One cannot say enough for the hard work and attention to detail that went into constructing these songs. Every track on Axioma Ethica Odini (outside of the tasteful and surprisingly necessary intermezzo “Axioma”) is a compositional clinic and musical journey, immediate in quality but rich in rewards for the repeat listener. Little details emerge, such as how the chorus of “Giants” starts without vocals to increase anticipation, or how the layered and sorrowful crescendo of “Raidho” gains intensity and reaches its peak with the song’s guitar solo finale (Ice Dale, we salute you). Closer “Lightening” is perhaps the best example of how the band builds a track while foreshadowing its climax. A section towards the beginning overflows with the sense of finality, but it is in how Enslaved returns to this idea over nearly eight thrilling minutes (including a wild bridge) that not only moves the song along but also ends the album in spectacular fashion. Only silence can properly follow. [Zach Duvall]
Wednesday, January 30th
Armored Saint – Win Hands Down (2015)
The opening title track is a straight rocker. I never thought the phrase “win hands down” would make for a fist-pumping crowd chant, yet the crowd at a recent live show proved me wrong (that happens a lot).
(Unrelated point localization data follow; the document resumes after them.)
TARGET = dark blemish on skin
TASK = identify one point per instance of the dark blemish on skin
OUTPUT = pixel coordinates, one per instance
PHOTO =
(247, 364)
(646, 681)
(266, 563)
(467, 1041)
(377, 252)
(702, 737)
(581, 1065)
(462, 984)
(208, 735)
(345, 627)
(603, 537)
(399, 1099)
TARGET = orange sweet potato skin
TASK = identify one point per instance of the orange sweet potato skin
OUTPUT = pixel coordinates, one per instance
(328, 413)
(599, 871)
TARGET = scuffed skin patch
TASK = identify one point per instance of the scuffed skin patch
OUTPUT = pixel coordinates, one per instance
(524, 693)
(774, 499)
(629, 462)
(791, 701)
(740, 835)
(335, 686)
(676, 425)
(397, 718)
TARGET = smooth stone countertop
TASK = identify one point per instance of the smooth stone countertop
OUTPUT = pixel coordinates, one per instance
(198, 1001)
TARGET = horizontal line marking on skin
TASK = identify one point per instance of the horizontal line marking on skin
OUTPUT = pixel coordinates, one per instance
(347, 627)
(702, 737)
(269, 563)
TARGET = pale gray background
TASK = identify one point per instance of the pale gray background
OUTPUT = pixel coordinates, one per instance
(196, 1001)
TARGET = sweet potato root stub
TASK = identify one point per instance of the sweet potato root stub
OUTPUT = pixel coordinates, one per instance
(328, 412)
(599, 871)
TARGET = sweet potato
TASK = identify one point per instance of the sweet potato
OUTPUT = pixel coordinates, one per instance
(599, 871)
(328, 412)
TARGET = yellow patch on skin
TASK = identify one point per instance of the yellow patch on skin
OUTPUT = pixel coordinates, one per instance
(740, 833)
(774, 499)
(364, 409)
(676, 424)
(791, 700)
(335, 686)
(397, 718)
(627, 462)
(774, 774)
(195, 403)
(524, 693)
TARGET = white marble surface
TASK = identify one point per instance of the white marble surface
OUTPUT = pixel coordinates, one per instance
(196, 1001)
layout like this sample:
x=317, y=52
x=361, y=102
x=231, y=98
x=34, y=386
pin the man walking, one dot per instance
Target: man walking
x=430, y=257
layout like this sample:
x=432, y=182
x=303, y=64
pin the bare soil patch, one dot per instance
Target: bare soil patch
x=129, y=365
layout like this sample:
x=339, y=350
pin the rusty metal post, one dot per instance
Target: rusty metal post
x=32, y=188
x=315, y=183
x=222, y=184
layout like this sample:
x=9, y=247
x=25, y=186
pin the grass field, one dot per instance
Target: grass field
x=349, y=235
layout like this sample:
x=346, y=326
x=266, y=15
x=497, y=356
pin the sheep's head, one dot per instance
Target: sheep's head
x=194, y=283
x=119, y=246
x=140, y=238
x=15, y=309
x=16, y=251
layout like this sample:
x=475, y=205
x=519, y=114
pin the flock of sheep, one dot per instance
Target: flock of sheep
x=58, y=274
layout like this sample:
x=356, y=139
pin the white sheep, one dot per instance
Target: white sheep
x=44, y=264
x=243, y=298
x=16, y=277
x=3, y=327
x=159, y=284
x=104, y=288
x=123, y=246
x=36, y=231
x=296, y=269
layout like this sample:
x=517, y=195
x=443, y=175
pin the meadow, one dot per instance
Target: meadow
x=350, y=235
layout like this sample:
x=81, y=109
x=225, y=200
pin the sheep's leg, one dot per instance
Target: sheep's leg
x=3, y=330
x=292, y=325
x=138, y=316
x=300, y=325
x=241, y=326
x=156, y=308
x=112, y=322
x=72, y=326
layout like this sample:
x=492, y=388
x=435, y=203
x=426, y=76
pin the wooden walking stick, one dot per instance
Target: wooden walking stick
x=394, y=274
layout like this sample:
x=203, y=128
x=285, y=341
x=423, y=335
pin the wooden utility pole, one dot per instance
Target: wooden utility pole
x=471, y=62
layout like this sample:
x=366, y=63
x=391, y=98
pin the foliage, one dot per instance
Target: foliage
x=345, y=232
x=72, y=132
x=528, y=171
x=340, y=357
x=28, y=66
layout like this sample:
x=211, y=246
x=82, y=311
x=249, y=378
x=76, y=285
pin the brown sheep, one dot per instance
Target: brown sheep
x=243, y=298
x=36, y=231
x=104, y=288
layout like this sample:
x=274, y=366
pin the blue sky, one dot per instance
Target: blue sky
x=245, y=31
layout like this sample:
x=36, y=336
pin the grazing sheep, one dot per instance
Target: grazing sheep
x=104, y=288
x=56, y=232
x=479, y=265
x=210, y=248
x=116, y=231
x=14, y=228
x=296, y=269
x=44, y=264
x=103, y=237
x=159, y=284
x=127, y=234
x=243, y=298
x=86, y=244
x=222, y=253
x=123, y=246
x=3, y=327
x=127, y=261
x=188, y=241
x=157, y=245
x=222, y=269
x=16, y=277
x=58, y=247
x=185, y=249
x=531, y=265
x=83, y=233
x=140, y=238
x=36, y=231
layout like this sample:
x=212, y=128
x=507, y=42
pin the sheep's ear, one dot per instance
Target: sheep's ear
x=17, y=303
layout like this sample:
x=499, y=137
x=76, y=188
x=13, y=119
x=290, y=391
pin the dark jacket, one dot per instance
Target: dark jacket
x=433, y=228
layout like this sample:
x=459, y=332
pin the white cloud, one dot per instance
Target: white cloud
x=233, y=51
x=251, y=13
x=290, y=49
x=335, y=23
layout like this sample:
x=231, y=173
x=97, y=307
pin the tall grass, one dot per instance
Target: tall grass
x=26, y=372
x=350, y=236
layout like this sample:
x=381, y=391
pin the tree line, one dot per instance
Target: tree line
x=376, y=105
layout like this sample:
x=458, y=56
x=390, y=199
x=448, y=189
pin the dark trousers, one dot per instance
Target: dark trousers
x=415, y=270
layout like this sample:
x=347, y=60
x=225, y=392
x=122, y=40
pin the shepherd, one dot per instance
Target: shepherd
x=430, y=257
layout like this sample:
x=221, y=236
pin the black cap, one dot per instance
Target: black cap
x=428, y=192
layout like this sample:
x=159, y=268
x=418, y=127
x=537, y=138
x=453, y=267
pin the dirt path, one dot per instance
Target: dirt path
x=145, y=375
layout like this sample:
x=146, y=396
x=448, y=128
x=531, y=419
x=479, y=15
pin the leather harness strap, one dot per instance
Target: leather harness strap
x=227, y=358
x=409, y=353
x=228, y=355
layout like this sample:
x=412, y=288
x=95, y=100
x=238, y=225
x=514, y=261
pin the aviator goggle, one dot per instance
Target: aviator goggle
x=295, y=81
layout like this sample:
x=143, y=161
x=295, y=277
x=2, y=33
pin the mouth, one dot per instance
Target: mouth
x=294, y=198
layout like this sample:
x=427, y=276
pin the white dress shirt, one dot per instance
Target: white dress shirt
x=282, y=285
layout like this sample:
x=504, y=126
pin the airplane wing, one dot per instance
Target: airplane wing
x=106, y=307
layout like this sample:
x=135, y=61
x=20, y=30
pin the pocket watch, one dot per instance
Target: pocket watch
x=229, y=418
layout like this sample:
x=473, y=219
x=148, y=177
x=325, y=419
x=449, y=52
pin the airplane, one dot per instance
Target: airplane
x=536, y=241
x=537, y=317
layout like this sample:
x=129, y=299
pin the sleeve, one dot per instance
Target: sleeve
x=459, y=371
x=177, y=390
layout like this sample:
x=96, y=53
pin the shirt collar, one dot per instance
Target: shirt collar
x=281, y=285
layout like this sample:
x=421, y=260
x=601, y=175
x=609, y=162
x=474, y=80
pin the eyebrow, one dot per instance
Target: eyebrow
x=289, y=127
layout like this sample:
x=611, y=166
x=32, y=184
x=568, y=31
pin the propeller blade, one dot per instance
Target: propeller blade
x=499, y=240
It’s more blue collar than bullet belt, but John Bush makes it work; that guy could sing the phone book and make it sound like an arena anthem. “Mess,” meanwhile, is either a bit of biting social commentary, or an extended lament on the perils of dining at the Golden Corrals of the world (“The line at the all-you-can-eat buffet / will blow you away”). I can certainly relate to the latter notion. It’s all you can eat! Stop browsing—grab and move, then come back for more. “An Exercise in Debauchery” is a bit more serious in its talk of perverts and sickos, but the message is undercut somewhat by the energetic, rockin’ chorus.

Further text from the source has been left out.